Landgericht Dresden Einbruch ins Grünes Gewölbe: Nach Juwelendiebstahl mehr als 300.000 Euro Schaden

Die gestohlenen Juwelen und Diamanten aus dem Grünen Gewölbe Dresden hatten einen unschätzbaren Wert. Beim spektakulären Einbruch 2019 richten die Täter aber auch hohe Sachschäden am und im Museum des Residenzschlosses an.

Vitrine im Grünen Gewölbe
Einbrecher zerschlugen die Vitrinen in der Schatzkammer. Neue Vitrinen haben rund eine Viertel Million Euro gekostet.

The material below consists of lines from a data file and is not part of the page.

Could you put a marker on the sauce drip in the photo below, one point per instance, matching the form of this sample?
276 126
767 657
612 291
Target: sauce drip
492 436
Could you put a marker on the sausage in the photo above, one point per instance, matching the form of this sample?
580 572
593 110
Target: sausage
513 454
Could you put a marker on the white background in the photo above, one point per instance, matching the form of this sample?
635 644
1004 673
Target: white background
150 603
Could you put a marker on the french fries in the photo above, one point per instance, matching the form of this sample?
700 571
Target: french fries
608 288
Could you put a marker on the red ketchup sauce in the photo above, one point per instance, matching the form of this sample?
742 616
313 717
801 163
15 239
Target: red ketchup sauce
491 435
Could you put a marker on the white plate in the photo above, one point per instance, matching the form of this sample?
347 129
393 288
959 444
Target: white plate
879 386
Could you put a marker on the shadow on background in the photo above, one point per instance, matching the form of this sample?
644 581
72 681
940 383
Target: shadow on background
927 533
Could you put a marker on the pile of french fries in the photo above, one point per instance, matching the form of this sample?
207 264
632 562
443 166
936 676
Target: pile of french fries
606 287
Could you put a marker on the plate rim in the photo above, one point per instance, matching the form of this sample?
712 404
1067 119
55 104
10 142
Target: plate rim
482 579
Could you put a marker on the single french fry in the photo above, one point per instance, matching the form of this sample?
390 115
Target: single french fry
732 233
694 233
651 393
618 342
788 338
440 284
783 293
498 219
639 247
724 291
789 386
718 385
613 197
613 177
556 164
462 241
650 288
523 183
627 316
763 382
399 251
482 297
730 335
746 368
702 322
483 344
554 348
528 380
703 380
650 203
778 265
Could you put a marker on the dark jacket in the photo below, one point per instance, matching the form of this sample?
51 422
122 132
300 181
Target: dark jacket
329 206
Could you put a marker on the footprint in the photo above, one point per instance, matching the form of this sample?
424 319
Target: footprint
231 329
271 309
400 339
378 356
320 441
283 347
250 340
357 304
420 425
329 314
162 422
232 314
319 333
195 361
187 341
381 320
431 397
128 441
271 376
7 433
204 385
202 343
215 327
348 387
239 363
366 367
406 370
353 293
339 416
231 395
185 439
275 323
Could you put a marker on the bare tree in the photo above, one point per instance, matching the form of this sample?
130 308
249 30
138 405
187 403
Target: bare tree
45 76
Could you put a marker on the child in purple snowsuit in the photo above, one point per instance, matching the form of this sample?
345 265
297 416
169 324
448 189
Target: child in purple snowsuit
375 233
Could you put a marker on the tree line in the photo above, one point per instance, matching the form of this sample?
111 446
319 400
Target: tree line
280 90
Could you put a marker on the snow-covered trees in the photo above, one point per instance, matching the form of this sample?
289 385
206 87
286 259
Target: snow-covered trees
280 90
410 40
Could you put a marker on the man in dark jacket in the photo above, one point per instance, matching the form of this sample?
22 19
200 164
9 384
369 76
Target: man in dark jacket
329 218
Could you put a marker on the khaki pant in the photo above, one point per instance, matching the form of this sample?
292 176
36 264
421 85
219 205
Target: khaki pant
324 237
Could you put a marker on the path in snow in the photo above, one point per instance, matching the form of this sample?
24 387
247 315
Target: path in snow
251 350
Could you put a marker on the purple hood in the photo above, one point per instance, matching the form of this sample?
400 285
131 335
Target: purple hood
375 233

Bildrechte: picture alliance/dpa/Staatliche Kunstsammlungen Dresden | Alexander Peitz

Nach dem Juwelendiebstahl aus dem Historischen Grünen Gewölbe in Dresden hat das Land Sachsen knapp 316.000 Euro für Reparaturen am und im Residenzschloss bezahlt. Das teilte Holger Krause vom Sächsischen Immobilien- und Baumanagement am Freitag im Prozess am Landgericht Dresden mit.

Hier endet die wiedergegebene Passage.